Voilà encore un passage très commenté. On a voulu y voir l'indice qu'il existe, dès l'origine, un ésotérisme chrétien. Pierre s'occuperait du gros du troupeau, et Jean d'une poignée d'élus accédant à une immortalité spirituelle immédiate, comme à travers une transmutation alchimique. À cette occasion, on pourrait tenir compte de la mise en garde, par l'évangéliste, de ne pas faire dire au Christ ce qu'il n'a pas dit et qu'on voudrait entendre.

On peut y lire aussi le rappel qu'« il y a plusieurs demeures dans la maison du Père » (14,2), et que chacun peut et/ou doit suivre sa voie propre, sans que cela "importe" aux autres. C'est une affaire entre Dieu et lui. C'est le contraire de l'uniformité confondue avec l'"unanimité" : « qu'ils soient un » (17,20-24). On peut soutenir la même cause avec des motivations et moyens d'action différents. Quel signe d'authenticité de la voie choisie ? C'est aux fruits qu'on reconnaît le bon arbre, critère évangélique trop peu souvent retenu.

24 C'est ce disciple qui témoigne de ces choses et qui les a écrites, et nous savons que son témoignage est conforme à la vérité.

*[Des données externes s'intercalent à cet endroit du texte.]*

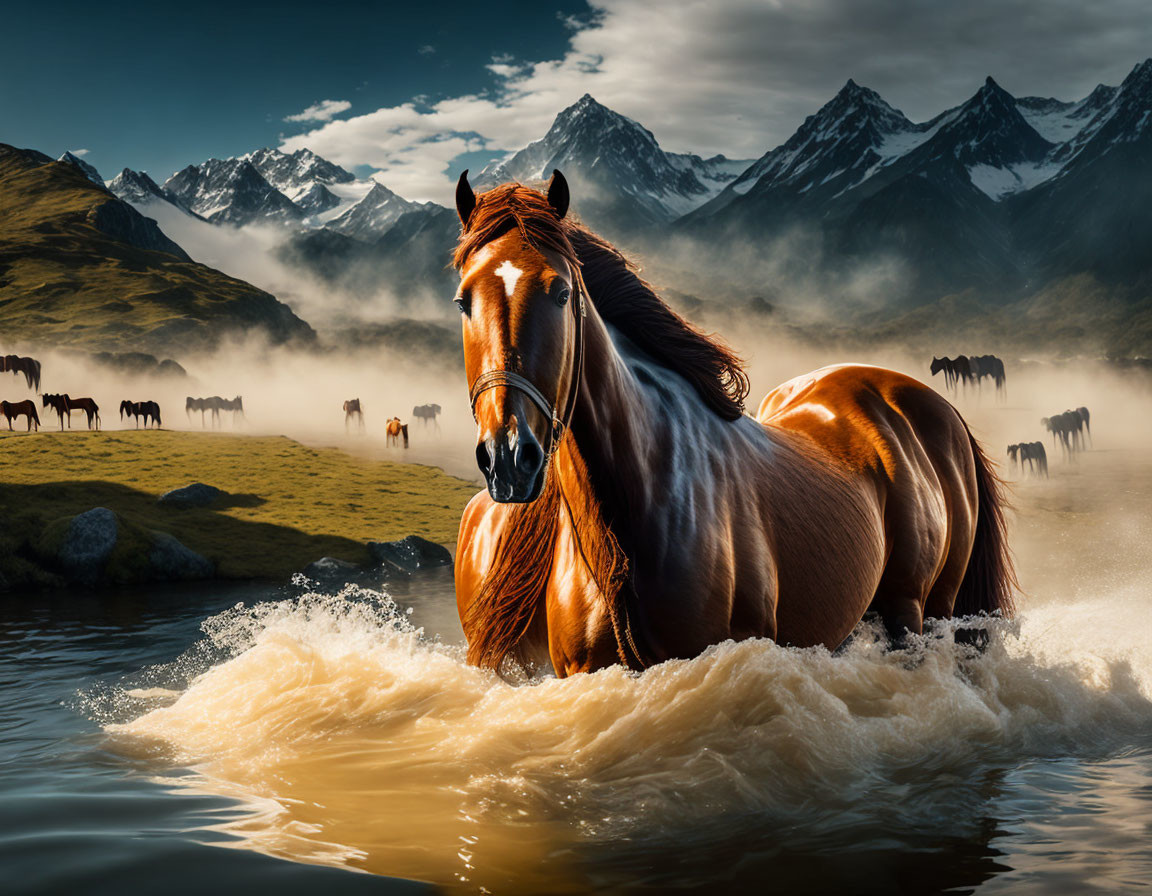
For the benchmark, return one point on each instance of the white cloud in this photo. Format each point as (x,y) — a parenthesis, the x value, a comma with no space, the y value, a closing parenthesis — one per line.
(323,111)
(739,76)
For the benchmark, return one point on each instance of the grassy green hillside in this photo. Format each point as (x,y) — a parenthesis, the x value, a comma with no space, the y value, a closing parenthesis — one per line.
(289,503)
(81,267)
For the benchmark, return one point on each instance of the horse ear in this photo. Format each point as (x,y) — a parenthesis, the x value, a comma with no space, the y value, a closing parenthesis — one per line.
(558,194)
(465,199)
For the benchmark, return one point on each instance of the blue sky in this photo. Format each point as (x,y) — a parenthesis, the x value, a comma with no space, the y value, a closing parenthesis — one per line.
(416,91)
(159,85)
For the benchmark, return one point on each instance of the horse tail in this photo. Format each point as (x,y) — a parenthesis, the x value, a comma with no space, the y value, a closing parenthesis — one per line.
(990,579)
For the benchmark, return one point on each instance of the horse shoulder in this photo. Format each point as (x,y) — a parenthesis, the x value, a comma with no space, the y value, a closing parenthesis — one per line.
(476,547)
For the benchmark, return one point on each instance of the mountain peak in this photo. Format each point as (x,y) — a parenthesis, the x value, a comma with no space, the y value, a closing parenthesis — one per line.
(84,168)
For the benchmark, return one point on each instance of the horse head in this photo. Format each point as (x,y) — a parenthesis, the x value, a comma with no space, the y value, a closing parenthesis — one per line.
(523,329)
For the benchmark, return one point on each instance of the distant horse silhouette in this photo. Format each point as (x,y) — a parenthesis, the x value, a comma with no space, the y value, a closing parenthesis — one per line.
(149,410)
(1068,427)
(1031,453)
(427,412)
(1088,422)
(63,404)
(353,409)
(990,365)
(29,366)
(394,431)
(214,404)
(956,371)
(27,408)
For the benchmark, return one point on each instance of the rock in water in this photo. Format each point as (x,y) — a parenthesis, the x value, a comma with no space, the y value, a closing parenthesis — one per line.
(99,548)
(197,494)
(171,560)
(88,544)
(328,569)
(410,554)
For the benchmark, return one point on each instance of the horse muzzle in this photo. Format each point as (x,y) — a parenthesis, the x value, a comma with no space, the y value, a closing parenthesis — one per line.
(513,467)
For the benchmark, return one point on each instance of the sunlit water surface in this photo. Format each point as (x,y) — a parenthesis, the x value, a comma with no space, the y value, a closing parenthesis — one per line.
(285,736)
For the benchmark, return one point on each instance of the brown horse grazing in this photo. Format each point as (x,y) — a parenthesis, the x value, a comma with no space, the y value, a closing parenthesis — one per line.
(393,431)
(29,366)
(27,408)
(613,531)
(65,404)
(353,409)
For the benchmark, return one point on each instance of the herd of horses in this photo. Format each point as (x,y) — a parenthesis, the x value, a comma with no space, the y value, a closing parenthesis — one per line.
(1069,428)
(964,371)
(395,431)
(148,410)
(213,405)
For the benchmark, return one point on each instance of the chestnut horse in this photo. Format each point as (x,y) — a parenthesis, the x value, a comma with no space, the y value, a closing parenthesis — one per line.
(395,430)
(634,514)
(27,408)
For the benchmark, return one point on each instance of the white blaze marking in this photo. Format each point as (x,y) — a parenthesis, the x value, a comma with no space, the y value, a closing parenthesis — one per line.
(509,273)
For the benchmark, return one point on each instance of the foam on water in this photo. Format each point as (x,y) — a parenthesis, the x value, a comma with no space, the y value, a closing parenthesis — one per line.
(380,749)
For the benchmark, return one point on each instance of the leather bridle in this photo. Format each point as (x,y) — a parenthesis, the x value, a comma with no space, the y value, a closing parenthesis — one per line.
(509,379)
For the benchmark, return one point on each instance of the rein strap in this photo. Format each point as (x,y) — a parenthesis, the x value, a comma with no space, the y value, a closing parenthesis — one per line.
(493,379)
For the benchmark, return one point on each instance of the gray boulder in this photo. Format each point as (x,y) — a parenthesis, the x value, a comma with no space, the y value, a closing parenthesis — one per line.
(327,569)
(169,560)
(410,554)
(97,547)
(88,544)
(197,494)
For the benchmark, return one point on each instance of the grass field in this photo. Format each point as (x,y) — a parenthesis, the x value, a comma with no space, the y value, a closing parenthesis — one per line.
(289,503)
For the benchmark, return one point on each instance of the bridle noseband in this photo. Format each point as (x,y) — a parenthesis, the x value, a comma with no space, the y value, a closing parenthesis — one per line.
(558,425)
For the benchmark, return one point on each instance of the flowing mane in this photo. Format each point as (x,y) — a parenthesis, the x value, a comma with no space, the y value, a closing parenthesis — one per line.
(612,283)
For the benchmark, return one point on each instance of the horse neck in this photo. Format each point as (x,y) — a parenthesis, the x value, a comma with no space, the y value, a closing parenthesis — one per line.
(612,433)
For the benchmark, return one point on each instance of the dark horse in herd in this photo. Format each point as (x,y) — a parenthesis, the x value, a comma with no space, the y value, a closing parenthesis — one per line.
(967,371)
(1069,428)
(29,366)
(1032,454)
(27,408)
(63,404)
(149,410)
(214,404)
(634,514)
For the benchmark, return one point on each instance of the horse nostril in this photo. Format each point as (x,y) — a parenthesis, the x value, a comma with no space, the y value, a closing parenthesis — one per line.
(484,457)
(529,457)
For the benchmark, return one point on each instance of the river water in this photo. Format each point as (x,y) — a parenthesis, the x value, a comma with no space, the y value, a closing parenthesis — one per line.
(297,736)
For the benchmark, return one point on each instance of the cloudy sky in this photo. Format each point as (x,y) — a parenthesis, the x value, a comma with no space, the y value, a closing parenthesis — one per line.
(418,92)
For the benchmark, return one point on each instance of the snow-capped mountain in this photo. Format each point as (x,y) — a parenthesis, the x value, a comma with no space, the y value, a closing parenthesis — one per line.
(372,215)
(138,188)
(232,191)
(618,169)
(1096,213)
(298,173)
(988,136)
(846,141)
(86,169)
(316,199)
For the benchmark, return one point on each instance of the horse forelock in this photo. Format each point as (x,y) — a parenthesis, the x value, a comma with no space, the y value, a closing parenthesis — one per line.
(614,287)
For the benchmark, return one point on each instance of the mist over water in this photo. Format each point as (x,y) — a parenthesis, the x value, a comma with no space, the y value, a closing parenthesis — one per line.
(357,739)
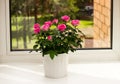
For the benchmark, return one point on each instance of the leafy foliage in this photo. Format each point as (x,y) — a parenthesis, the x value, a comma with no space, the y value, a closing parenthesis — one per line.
(61,42)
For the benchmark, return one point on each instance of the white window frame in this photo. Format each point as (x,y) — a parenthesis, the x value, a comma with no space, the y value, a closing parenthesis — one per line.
(78,56)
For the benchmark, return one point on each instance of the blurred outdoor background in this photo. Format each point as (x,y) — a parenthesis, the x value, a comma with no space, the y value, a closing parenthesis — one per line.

Le mot important ici est le mot témoignage. Le scripteur de cet évangile tardif, qu'on désigne sous le nom de Jean, se situe probablement dans la lignée de l'école de Jean, où d'authentiques "témoins" de la vie et de la mort de Jésus ont pu rapporter ce qu'ils ont vu, de leurs yeux vu. Ce qui est "écrit", ce ne sont pas de simples racontars : voilà ce qui est proclamé ici. Et l'on ne rencontre guère ce genre de conviction dans des apocryphes.

25 Jésus a fait encore bien d'autres choses : si on les écrivait une à une, le monde entier ne pourrait, je pense, contenir tous les livres qu'on écrirait.

No comment, on a là une réflexion de type rhétorique, amplification, exagération pour dire simplement qu'il y aurait encore beaucoup... à dire.